Occupation: Cofounder, MORTAR
His style: Locally sourced and  tailor-made

Derrick Braziel

Photograph by Annette Navarro

MORTAR offers 10-week courses aimed at helping urban, nontraditional entrepreneurs launch or build businesses. What kind of sartorial advice do you give your students?
Most of our students come from poverty. We don’t tell them there’s anything wrong with that. But our world operates according to middle-class norms. In order to be successful, you have to understand that those norms exist and play to them. We also talk about e-mail addresses and social media. We call it “getting to know yourself.” You have to assess how you look, how you dress, how you present yourself to the public.
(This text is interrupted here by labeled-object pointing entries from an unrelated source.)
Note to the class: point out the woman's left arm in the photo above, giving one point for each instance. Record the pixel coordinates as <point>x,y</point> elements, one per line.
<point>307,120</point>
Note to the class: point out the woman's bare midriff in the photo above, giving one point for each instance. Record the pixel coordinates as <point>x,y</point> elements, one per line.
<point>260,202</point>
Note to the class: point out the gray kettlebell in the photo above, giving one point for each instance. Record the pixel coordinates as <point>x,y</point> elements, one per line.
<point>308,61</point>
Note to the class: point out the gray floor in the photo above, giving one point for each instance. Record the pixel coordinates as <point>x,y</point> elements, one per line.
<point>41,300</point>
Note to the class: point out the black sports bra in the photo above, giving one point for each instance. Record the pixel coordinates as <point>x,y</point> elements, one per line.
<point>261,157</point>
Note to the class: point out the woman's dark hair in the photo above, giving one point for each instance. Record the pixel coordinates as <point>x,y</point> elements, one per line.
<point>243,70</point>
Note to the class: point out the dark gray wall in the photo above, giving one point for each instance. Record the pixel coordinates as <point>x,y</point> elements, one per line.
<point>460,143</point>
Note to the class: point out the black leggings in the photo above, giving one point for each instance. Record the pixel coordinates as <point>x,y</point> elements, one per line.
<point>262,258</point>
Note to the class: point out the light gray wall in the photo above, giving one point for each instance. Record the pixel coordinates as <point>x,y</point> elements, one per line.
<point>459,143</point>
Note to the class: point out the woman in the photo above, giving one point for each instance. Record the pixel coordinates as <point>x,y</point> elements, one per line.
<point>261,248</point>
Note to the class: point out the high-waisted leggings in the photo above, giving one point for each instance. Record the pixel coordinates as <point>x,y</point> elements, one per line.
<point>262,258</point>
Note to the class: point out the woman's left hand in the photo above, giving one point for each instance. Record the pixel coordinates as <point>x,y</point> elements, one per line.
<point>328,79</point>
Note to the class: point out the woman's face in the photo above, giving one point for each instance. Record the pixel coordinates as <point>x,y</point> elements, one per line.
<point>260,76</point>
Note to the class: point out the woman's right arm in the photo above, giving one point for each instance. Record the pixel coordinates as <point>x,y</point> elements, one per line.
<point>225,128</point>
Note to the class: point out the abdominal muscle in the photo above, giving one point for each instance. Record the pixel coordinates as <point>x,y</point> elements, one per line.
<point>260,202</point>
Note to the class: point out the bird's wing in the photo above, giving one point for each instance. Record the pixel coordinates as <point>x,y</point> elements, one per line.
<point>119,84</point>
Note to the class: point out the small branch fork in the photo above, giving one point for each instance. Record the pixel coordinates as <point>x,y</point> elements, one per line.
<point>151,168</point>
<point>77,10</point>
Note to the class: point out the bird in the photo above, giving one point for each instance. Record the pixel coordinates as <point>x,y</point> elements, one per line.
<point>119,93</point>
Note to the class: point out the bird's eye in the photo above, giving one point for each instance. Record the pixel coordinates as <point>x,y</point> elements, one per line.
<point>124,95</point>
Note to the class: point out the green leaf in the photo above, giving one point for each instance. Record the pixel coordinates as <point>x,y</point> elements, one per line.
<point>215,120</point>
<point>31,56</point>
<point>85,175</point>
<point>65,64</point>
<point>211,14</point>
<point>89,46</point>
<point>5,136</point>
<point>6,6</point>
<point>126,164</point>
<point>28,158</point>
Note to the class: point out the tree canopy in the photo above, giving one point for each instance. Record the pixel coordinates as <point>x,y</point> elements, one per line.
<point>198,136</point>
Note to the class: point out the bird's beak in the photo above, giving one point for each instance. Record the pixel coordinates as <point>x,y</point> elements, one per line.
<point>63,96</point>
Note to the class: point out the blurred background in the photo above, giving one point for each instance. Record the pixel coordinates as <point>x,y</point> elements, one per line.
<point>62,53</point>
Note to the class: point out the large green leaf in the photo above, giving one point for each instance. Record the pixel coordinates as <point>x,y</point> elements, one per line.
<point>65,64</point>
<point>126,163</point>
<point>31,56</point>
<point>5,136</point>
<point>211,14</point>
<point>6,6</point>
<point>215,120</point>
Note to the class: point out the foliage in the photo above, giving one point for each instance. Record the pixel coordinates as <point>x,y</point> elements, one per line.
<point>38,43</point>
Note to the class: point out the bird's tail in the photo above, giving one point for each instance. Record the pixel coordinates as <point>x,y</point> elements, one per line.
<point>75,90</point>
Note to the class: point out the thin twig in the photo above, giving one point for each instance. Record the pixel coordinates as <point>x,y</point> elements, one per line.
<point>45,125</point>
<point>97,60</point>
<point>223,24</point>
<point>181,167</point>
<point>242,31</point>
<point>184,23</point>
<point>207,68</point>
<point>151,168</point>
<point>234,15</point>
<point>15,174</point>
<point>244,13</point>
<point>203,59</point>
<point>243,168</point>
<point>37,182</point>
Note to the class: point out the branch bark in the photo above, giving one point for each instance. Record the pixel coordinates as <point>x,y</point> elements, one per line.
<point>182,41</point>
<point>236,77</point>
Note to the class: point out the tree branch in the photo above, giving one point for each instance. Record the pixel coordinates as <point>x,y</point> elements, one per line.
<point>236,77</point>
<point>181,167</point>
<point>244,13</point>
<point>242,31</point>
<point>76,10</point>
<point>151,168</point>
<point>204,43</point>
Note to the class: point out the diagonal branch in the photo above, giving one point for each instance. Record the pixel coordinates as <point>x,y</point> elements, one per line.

We reinforce that every single week, but not in a way that’s judgmental or condescending.

You live and work in OTR. Do you shop OTR too?
I try my hardest to support local when I can. My shoes and socks are from Goods. I bought my hat at the Hansa Guild in Clifton. Ninety percent of my tattoos have been done on Main Street. My glasses are from Frameri. I have an addiction to Frameri. I think I have five pairs from them.

MORTAR also operates Brick, a retail space that vendors can use for pop-up shops. Any favorite finds?
I bought a mud cloth shawl from Artistic Creations by PJ. She also sells beautiful jewelry. We’ve got several clothing retailers in our classes, like Ohio Against the World and BlackOwned. I love to wear their clothes because I want to support them.

Where do you go for staple pieces?
I get all my jeans at Old Navy because they’re made for the modern man, not for super skinny people. Then I always take them to Kim Dao, the seamstress on Court Street, for hemming and tapering. I have a very specific way of dressing and she knows what I like—like a restaurant knows what a regular customer likes.